Is screen flickering harmful to my MBP's health? If let it be, will it gradually screw up my display and create irreversal defects?

apple.stackexchange https://apple.stackexchange.com/questions/395796

Question

So my 2019 macbook pro screen's started flickering a few times a day since a few weeks ago.

I'm aware it may be fixed through Reseting NVRAM or Reseting The System Magement Controller (SMC) as suggested in this post: 2019 MacBook Pro 15 inch: Screen flicker randomly.

But I don't feel like fixing it.

I don't really mind the flickering a few times a day since it actually gives a cyberpunk feel to the whole macintosh experience.

I love cyberpunk.

I'm just wondering if this whole act of flicking is harmful to my machine's health from a machine maintenance perspective?

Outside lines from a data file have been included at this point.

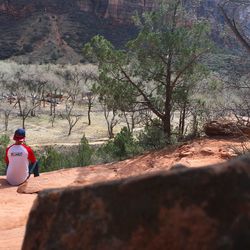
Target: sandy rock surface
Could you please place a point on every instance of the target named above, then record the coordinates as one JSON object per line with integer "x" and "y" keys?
{"x": 16, "y": 202}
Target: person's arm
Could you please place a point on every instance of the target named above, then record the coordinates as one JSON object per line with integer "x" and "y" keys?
{"x": 6, "y": 158}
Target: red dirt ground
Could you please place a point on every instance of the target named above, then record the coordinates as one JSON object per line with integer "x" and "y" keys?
{"x": 16, "y": 202}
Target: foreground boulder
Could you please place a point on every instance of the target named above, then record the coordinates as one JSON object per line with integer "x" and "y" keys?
{"x": 203, "y": 208}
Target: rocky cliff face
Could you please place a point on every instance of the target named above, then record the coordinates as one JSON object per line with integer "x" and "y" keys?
{"x": 55, "y": 30}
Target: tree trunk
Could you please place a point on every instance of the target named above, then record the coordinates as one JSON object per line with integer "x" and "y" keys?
{"x": 89, "y": 111}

i.e. If I don't fix it and let the screen continue to have such random flickering and just let it be, will it slowly screw up my display? And create some form of irreversal defects?

And there will be no going back?

How should a MBP's display flickering be interpreted at first principle?

Was it helpful?

Solution

No - the LCD panel can turn on and off many, many times so if it’s that you should enjoy the show as long as you can stand it.

No - the wiring can short, but I’ve never heard of that causing any damage up or down stream. Anything is possible, but it’s highly unlikely.

No - the GPU fails in the same way as the other parts. Entertaining, then annoying, then it goes and you pay for a repair.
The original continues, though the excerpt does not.